With due respect I lost all respect for you when you said you had your partner (of one month) stays over! Your poor children would be so confused and upset to come out and find a strange man in mum's bed! Esp in the middle of the night. Your exposing your children and leaving them so vunruable.
Many parents parent alone (counting myself) and manage to safeguard their children and date. Or decide not to date until the children are older.
Once you are doing the best for your children you can then comment on what your ex is doing.
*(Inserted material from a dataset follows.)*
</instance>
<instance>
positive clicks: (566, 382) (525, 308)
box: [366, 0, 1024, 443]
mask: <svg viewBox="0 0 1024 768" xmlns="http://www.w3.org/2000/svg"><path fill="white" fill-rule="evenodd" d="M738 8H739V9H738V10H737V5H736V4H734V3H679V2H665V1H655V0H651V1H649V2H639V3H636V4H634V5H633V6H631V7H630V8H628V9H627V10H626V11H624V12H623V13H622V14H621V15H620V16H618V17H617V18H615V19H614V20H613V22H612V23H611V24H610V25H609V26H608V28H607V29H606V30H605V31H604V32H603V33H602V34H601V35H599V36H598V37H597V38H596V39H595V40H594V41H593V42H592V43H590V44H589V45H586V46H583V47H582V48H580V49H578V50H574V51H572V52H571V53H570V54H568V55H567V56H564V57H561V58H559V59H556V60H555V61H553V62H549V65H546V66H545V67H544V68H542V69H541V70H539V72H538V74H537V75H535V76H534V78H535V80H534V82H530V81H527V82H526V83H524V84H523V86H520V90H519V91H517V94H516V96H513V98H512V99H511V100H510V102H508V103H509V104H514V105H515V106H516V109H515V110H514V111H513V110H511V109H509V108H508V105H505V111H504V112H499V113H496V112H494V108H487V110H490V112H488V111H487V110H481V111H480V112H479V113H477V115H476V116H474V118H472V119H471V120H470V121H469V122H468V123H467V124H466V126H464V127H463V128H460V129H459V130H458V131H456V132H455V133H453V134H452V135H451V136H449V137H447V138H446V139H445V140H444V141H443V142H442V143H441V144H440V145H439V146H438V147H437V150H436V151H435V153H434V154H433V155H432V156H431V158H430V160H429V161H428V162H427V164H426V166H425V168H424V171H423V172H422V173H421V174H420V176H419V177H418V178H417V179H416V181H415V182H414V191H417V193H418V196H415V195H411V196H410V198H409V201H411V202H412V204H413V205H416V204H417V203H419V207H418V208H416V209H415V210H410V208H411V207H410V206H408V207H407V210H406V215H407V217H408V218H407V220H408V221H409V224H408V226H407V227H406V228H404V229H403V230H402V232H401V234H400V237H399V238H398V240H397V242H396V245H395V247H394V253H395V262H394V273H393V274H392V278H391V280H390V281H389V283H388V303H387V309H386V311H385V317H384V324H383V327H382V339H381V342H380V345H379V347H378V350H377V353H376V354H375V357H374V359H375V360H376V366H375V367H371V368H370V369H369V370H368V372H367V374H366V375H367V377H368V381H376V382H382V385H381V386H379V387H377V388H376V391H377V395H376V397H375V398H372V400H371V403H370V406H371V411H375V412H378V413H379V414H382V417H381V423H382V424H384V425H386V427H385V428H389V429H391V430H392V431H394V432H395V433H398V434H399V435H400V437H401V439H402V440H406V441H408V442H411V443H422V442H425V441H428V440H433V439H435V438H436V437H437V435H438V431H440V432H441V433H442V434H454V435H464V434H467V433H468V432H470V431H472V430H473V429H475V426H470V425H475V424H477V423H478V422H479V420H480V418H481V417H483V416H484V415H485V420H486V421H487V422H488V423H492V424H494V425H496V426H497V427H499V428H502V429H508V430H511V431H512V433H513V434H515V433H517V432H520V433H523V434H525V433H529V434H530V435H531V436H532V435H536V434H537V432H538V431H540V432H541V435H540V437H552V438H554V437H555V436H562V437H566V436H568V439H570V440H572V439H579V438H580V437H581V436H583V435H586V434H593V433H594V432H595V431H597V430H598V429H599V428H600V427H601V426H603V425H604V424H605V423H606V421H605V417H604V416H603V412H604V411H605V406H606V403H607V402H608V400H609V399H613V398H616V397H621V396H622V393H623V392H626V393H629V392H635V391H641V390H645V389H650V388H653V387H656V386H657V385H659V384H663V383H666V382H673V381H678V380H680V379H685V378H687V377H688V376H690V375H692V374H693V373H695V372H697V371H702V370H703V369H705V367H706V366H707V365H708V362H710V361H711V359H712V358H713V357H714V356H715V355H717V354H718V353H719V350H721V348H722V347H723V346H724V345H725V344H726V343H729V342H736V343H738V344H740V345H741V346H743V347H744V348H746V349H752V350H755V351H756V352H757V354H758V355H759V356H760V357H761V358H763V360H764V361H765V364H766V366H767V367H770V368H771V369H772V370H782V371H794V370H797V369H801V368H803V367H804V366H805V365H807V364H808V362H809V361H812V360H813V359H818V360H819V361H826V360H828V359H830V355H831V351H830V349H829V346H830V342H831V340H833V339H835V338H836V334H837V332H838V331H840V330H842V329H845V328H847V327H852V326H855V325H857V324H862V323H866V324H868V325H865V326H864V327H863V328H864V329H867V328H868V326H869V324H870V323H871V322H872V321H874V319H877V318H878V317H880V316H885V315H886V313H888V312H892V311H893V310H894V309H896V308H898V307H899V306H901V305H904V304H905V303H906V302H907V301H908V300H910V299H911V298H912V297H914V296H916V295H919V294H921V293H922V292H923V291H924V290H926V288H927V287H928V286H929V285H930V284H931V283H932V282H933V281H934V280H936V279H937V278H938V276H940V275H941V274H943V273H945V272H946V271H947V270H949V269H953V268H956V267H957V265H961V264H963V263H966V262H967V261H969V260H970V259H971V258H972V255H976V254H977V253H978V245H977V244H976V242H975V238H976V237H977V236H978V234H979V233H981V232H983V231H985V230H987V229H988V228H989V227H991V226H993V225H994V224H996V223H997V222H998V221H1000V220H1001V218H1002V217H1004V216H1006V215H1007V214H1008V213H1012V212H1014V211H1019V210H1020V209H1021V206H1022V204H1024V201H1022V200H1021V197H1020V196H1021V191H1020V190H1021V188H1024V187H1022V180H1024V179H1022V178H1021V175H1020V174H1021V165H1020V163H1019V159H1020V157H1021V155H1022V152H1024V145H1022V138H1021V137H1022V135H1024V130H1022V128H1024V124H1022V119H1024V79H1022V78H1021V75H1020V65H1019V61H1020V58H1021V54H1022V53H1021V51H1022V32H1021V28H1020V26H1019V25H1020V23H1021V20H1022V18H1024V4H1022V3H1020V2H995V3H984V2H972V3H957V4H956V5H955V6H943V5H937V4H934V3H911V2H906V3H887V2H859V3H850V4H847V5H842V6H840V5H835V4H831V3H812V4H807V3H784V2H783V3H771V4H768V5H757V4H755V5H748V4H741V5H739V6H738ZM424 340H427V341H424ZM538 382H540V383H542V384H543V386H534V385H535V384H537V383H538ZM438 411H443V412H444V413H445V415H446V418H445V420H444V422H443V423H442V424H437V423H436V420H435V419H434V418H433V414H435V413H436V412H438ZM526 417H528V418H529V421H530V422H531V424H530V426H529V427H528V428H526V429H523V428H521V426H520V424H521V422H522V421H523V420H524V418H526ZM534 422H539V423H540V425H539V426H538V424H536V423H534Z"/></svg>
Nowherenew · 25/10/2023 12:11

I said build up to overnights.

Which I did to. He never stayed instantly or met the kids instantly. We slowly had a day out. Then most nights he only comes to see me.

So your kids have met this guy you’ve only been seeing for 4 weeks?

Taking things slowly does not include meeting the kids and definitely doesn’t include him staying over when your kids are there.

Your ex should introduce the new gf slowly and any decent parent would do this. and I completely understand your concerns around this.

But he’s been with her at least twice as long as you’ve known your new man, yet your new man has met the kids and is sleeping over whilst they’re there - something that you won’t allow your ex to do.

MatthewsMumFromTikTok · 25/10/2023 12:14

How did you meet your new fella OP??

MatthewsMumFromTikTok · 25/10/2023 12:14

Is he going upstairs to use the bathroom....are you supervising him?? Or does he have free access to your kids bedrooms??